In this case study, we will look at sales data from a retailer. There are two datasets, one called “sales.csv”, and one called “stores.csv”. You will first perform some data wrangling and merge the two datasets and then save the merged dataset as “retailer_sales.csv”. Below you find two tables with the variable names and a short description of each variable of the two datasets. After that you will have the oportunity to “pick your adventure” and do the analysis you like. For example, you could check how large the fluctuations of sales are per store, or whether sales numbers go up or down in holidays, how well you can predict sales numbers from the other variables, e.g. using a regression, or you could run a time series analysis to predict future turnovers. For each of these suggestions you will find a short paragraph that provides some guidance and hints to what you could do, but feel free to play with the dataset as you wish. Because there are multiple timepoints per store involved, we will often have to either aggregate the data over these, or will not be able to interpret p-values. One method to address this issue is by using mixed effects models. This is rather advanced and we will not cover it here. However, if you are familiar with the method and want to give it a try in R, you can use the lmer
function from the lme4
package.
Variable | Description |
---|---|
Store | Numeric Id of each of the stores |
DayOfWeek | A number representing the day of the week |
Date | The date |
Sales | The turnover on a given day |
Customers | The number of costumers on a given day |
Open | Whether the store was open (1) or closed (0) on a given day |
Promo | Whether a store was running a promo that day |
StateHoliday | Whether there where (NA) or were no (0) state holidays that day. |
SchoolHoliday | If the store on a given date was affected by the closure of public schools (1) or not (0) |
Variable | Description |
---|---|
Store | Numeric Id of each of the stores |
Assortment | What level of assortment a given store has. Can be basic, extra, or extended |
CompetitionDistance | The distance in meters to the nearest competitor store |
CompetitionOpenSinceMonth | The month of the year in which the nearest competitor opened |
CompetitionOpenSinceYear | The year when the nearest competitor opened |
Promo2 | Wheter a store is participating (1) or not (2) in a continuing and consecutive promotion for some stores |
Promo2SinceWeek | The week of the year in which the store promotion started |
Promo2SinceYear | The year in which the store promotion started |
PromoInterval | Describes the consecutive intervals Promo2 is started, naming the months the promotion is started anew. For example, “Feb,May,Aug,Nov” means each round starts in February, May, August, November of any given year for that store |
sales_case_study.R
. At the top of the script, using comments, write your name and the date. Then, load the tidyverse
package. Here’s how the top of your script should look:## NAME
## DATE
## Sales Data - Case Study
library(tidyverse)
# Load data from your local data file of your R project
sales <- read_csv("data/sales.csv")
stores <- read_csv("data/stores.csv")
# Get to know the data
head(sales)
# A tibble: 6 x 9
Store DayOfWeek Date Sales Customers Open Promo StateHo… SchoolH…

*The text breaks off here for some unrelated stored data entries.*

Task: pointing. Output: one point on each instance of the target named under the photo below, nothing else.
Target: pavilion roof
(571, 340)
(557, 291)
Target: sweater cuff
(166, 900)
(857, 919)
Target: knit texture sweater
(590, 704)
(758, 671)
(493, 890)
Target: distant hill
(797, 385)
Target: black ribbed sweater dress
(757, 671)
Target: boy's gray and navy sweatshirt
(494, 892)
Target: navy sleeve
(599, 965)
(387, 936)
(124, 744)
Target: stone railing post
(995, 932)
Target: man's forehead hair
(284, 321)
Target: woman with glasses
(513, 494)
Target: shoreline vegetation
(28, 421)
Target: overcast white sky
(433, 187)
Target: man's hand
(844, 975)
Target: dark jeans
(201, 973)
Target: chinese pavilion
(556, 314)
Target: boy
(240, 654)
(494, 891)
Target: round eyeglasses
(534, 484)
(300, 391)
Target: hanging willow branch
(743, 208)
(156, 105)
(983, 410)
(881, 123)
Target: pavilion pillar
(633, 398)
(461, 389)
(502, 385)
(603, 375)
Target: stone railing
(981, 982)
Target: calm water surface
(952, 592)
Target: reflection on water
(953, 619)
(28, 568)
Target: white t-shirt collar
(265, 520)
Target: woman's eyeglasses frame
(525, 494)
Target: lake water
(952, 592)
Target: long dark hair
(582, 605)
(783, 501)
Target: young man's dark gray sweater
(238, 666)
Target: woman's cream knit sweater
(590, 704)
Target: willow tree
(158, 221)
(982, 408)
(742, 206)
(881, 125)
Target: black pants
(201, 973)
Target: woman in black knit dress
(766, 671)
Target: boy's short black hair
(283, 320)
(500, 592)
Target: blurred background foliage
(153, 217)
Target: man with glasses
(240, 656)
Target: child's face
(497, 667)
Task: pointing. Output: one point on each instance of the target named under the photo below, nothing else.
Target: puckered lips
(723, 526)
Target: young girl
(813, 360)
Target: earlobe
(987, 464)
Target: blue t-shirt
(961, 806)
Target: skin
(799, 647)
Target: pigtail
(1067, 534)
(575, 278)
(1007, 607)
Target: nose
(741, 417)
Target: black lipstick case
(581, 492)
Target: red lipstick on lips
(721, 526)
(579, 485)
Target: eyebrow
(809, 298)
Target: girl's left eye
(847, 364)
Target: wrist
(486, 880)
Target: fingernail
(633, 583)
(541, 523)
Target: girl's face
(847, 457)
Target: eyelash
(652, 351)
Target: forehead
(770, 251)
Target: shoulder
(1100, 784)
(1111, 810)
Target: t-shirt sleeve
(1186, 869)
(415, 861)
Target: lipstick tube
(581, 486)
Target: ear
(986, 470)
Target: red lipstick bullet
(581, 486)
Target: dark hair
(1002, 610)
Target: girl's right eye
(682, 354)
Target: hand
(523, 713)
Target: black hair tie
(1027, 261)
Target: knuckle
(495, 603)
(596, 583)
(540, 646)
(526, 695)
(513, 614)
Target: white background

<int> <int> <date> <int> <int> <int> <int> <int> <int>
1 1 5 2015-07-31 5263 555 1 1 0 1
2 2 5 2015-07-31 6064 625 1 1 0 1
3 3 5 2015-07-31 8314 821 1 1 0 1
4 4 5 2015-07-31 13995 1498 1 1 0 1
5 5 5 2015-07-31 4822 559 1 1 0 1
6 6 5 2015-07-31 5651 589 1 1 0 1
str(sales)
Classes 'tbl_df', 'tbl' and 'data.frame': 1017209 obs. of 9 variables:
$ Store : int 1 2 3 4 5 6 7 8 9 10 ...
$ DayOfWeek : int 5 5 5 5 5 5 5 5 5 5 ...
$ Date : Date, format: "2015-07-31" "2015-07-31" ...
$ Sales : int 5263 6064 8314 13995 4822 5651 15344 8492 8565 7185 ...
$ Customers : int 555 625 821 1498 559 589 1414 833 687 681 ...
$ Open : int 1 1 1 1 1 1 1 1 1 1 ...
$ Promo : int 1 1 1 1 1 1 1 1 1 1 ...
$ StateHoliday : int 0 0 0 0 0 0 0 0 0 0 ...
$ SchoolHoliday: int 1 1 1 1 1 1 1 1 1 1 ...
- attr(*, "problems")=Classes 'tbl_df', 'tbl' and 'data.frame': 31050 obs. of 5 variables:
..$ row : int 63556 63558 63560 63561 63564 63568 63569 63571 63574 63575 ...
..$ col : chr "StateHoliday" "StateHoliday" "StateHoliday" "StateHoliday" ...
..$ expected: chr "an integer" "an integer" "an integer" "an integer" ...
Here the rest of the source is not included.